New construction method could boost offshore wind energyAugust 23, 2012
Engineers develop new method that aims to make offshore wind energy more viable
University of Cambridge engineers have developed a new construction method for wind turbines. This method could have a positive impact on the wind energy industry as it is expected to lower the cost of production of wind turbines and make offshore wind energy systems more efficient. If the method becomes popular and becomes widely accepted, the wind energy industry may see significantly increased payback and become more attractive to investors. Offshore wind energy systems have experienced a swell of popularity, with many nations with access to the ocean showing a great deal of support for offshore projects.

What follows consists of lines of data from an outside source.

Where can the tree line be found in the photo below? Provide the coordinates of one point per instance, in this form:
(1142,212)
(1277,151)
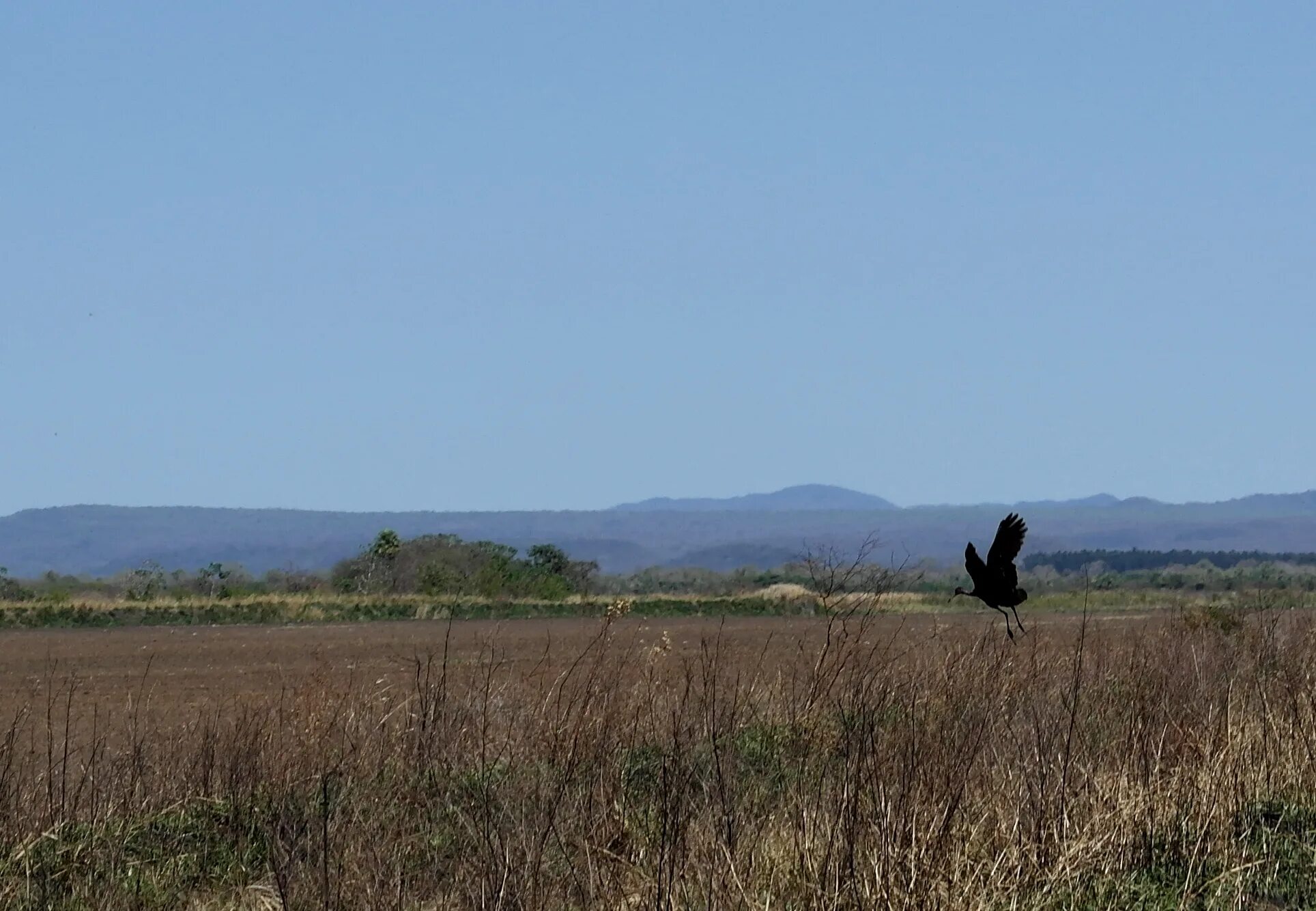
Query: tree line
(1134,560)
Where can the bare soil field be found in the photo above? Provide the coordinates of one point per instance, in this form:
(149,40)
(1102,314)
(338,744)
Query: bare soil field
(902,760)
(186,668)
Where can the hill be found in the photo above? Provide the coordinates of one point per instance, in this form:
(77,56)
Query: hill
(106,539)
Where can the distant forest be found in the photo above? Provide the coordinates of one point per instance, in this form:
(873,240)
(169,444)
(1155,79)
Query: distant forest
(1131,561)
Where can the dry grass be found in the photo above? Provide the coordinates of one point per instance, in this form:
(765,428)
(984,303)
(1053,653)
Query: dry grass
(866,764)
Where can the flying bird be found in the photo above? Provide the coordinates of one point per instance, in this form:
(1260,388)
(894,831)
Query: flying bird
(997,581)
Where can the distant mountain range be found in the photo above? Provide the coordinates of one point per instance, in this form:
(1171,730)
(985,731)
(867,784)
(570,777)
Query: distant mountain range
(803,496)
(760,529)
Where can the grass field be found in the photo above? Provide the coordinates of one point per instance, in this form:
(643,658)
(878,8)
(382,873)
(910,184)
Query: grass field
(777,601)
(913,759)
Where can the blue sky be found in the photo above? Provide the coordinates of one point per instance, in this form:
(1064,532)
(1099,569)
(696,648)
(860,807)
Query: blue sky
(561,255)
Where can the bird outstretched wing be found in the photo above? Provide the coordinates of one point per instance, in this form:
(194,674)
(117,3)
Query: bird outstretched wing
(975,566)
(1010,539)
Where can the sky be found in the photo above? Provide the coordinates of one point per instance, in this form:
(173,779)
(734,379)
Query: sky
(562,255)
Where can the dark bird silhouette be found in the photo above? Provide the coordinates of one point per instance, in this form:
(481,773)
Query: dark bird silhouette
(997,581)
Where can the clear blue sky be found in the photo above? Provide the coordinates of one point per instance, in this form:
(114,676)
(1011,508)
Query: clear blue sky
(549,255)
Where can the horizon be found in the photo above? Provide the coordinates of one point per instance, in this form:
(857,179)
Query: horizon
(500,260)
(674,498)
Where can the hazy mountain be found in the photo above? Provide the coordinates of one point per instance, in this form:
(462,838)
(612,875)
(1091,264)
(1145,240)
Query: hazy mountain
(104,539)
(802,496)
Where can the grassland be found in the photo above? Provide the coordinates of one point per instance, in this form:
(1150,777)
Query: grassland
(904,760)
(777,601)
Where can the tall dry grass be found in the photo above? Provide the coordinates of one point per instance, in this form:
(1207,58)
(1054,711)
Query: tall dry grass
(870,764)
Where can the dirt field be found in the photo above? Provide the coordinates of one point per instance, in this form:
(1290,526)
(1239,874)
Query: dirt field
(913,760)
(183,668)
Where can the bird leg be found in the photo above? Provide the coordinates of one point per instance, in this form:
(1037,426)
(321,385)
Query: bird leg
(1016,619)
(1008,631)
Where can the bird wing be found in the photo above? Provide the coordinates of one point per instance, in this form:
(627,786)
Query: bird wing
(1010,539)
(975,566)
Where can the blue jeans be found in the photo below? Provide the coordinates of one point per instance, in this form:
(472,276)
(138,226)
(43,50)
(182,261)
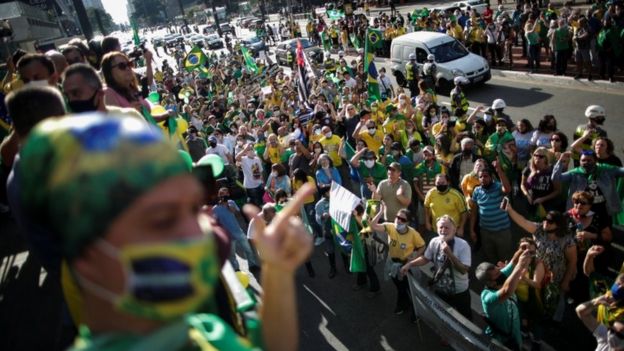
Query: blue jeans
(249,253)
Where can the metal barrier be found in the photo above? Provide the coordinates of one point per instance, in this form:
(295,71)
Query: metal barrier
(451,326)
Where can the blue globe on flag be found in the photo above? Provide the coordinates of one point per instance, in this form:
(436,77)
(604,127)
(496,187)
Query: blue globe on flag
(193,59)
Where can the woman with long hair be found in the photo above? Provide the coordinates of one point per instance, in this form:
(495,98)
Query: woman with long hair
(122,87)
(538,187)
(557,249)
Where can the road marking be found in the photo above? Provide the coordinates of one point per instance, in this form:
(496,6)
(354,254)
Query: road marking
(329,336)
(319,300)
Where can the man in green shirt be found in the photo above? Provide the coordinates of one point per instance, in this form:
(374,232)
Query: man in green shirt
(371,171)
(561,41)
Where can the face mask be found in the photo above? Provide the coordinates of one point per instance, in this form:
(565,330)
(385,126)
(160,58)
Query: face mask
(37,83)
(501,280)
(617,292)
(78,106)
(163,280)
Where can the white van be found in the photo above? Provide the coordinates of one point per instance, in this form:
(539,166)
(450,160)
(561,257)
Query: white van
(452,58)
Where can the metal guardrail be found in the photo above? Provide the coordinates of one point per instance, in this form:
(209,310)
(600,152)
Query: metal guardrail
(451,326)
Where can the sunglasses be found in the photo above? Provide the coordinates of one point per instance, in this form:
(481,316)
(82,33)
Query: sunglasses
(123,65)
(620,335)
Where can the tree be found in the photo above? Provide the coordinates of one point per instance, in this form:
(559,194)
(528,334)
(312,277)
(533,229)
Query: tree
(101,20)
(149,11)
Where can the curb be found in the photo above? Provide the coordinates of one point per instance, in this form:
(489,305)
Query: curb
(561,80)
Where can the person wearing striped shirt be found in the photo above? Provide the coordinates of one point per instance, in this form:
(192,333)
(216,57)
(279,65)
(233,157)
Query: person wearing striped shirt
(493,222)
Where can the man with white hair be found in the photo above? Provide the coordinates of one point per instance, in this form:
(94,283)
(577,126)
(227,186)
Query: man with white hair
(451,258)
(463,162)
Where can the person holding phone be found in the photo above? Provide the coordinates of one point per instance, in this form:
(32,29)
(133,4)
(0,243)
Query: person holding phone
(493,222)
(145,256)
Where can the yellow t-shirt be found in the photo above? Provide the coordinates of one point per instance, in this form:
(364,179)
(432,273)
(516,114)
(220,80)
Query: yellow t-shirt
(296,185)
(331,146)
(402,245)
(451,203)
(274,154)
(373,142)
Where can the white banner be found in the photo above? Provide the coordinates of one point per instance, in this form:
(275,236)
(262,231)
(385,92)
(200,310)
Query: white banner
(342,202)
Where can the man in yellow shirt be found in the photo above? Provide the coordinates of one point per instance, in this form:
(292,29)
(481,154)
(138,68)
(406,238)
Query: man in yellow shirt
(444,200)
(331,144)
(372,136)
(405,243)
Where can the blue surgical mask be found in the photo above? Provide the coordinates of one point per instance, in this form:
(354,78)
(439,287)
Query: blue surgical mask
(617,292)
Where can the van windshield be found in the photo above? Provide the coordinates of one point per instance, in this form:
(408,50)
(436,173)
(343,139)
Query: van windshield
(448,51)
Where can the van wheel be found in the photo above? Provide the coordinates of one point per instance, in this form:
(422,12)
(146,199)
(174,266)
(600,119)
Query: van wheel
(444,87)
(401,81)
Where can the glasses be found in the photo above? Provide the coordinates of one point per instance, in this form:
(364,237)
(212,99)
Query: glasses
(620,335)
(123,65)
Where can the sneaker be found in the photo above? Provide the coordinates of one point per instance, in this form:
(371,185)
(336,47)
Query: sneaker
(319,240)
(399,311)
(357,287)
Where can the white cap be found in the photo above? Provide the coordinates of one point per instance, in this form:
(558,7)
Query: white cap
(460,80)
(498,103)
(594,111)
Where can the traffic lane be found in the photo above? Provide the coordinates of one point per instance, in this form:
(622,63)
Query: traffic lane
(533,101)
(334,317)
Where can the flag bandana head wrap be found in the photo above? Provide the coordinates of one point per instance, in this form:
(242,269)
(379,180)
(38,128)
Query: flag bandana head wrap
(77,174)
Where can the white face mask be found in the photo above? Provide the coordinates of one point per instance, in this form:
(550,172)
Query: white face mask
(37,83)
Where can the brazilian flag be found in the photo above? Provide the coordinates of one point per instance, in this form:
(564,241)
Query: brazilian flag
(350,241)
(373,41)
(196,60)
(249,61)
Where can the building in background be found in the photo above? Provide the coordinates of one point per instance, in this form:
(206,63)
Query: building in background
(96,4)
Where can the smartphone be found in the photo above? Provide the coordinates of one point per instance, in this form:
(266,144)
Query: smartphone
(504,203)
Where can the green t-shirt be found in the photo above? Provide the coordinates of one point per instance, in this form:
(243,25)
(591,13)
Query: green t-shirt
(503,314)
(379,172)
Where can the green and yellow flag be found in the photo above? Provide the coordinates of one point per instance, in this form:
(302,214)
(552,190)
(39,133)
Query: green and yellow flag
(196,60)
(250,63)
(373,42)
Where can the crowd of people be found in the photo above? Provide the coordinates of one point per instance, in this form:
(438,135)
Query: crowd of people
(112,210)
(591,38)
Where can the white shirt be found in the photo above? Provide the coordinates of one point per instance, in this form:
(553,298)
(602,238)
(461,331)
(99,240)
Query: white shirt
(220,150)
(385,85)
(251,166)
(350,83)
(461,250)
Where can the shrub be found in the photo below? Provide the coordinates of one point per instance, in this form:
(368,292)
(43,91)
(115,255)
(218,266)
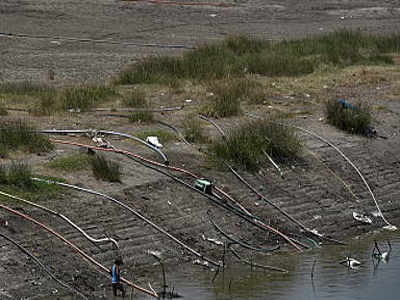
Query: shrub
(353,119)
(193,130)
(3,111)
(47,105)
(226,102)
(135,98)
(245,145)
(19,174)
(18,134)
(104,169)
(238,55)
(145,116)
(85,97)
(3,174)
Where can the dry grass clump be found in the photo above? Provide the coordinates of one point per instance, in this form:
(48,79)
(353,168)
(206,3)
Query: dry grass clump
(135,98)
(240,55)
(245,146)
(19,135)
(355,119)
(82,98)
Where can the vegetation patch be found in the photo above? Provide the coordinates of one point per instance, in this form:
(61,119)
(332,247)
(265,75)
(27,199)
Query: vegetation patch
(3,110)
(19,135)
(15,179)
(82,98)
(355,119)
(246,146)
(135,98)
(75,162)
(193,130)
(240,55)
(226,100)
(104,169)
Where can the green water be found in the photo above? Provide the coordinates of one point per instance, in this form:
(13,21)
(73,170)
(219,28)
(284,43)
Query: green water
(331,279)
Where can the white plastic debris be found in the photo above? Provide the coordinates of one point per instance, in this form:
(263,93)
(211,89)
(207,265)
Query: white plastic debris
(316,232)
(362,218)
(390,227)
(201,263)
(153,140)
(100,142)
(376,214)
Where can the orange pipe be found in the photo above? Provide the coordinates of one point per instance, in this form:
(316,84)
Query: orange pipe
(178,170)
(76,249)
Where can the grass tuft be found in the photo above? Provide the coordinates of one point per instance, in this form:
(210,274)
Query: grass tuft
(104,169)
(85,97)
(245,145)
(237,56)
(19,174)
(353,119)
(3,110)
(135,98)
(19,135)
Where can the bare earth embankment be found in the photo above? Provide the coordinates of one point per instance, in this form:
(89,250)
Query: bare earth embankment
(319,188)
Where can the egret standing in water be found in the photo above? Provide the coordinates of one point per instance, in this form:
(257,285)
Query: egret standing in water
(350,263)
(381,256)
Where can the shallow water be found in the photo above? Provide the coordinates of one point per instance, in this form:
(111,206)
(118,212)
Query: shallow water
(331,279)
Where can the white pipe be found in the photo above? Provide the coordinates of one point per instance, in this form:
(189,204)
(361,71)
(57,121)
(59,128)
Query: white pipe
(62,217)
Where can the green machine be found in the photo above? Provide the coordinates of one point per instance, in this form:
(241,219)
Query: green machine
(203,185)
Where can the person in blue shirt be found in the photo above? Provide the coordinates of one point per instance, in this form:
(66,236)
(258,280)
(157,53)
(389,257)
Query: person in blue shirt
(116,282)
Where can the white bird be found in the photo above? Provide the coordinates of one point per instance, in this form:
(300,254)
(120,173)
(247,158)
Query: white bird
(350,262)
(382,256)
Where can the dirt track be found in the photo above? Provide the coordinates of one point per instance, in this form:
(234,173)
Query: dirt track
(309,191)
(142,22)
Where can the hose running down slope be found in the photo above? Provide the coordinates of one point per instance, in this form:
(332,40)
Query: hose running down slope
(38,262)
(243,211)
(85,256)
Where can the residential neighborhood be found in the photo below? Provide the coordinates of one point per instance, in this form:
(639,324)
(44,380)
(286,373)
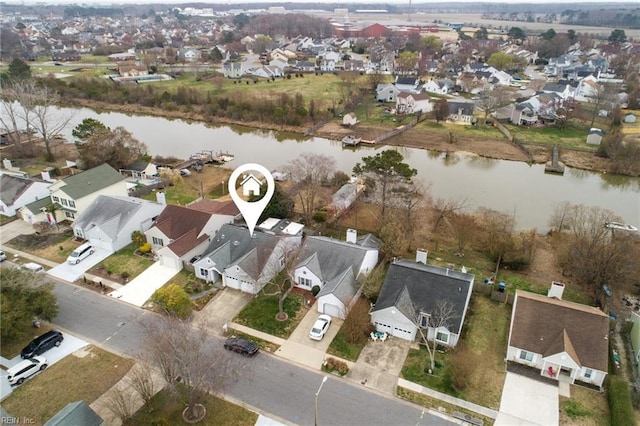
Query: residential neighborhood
(133,266)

Stability towers considered costly and inefficient
Offshore wind turbines require large towers to be installed from the surface of the ocean and extend down to the sea floor. These towers provide stability for wind turbines and ensure that they do not sink or drift away. These towers are not often the focus of wind energy systems and are usually ignored to a degree. Jim Platts of the Institute for Manufacturing at the University of Cambridge notes that overlooking these towers may have caused some turbulence in the wind energy industry in terms of offshore power.
Method aims to utilize composite materials and guyed towers
The installation of offshore wind energy systems requires an excessive amount of energy. The energy required to install turbines and stability towers in the ocean is often considered inefficient, and has been one of the major factors contributing to the delays of offshore power systems. The method developed by Cambridge engineers utilizes guyed towers that are comprised of durable composite materials that are affordable. The use of composite materials is expected to significantly reduce the cost of offshore wind energy systems while still making them viable power generators.
Method likely to be researched by manufacturing companies
The construction method may hold a great deal of potential, but whether wind turbine manufacturers will adopt it has yet to be seen. So far, Mervento, a Finnish wind turbine manufacturer, has shown that guyed wind turbines are both economically viable and capable of producing significant amounts of energy. Manufacturers interested in the method will likely devote funds to researching it in order to determine whether it fits well into their wind energy plans.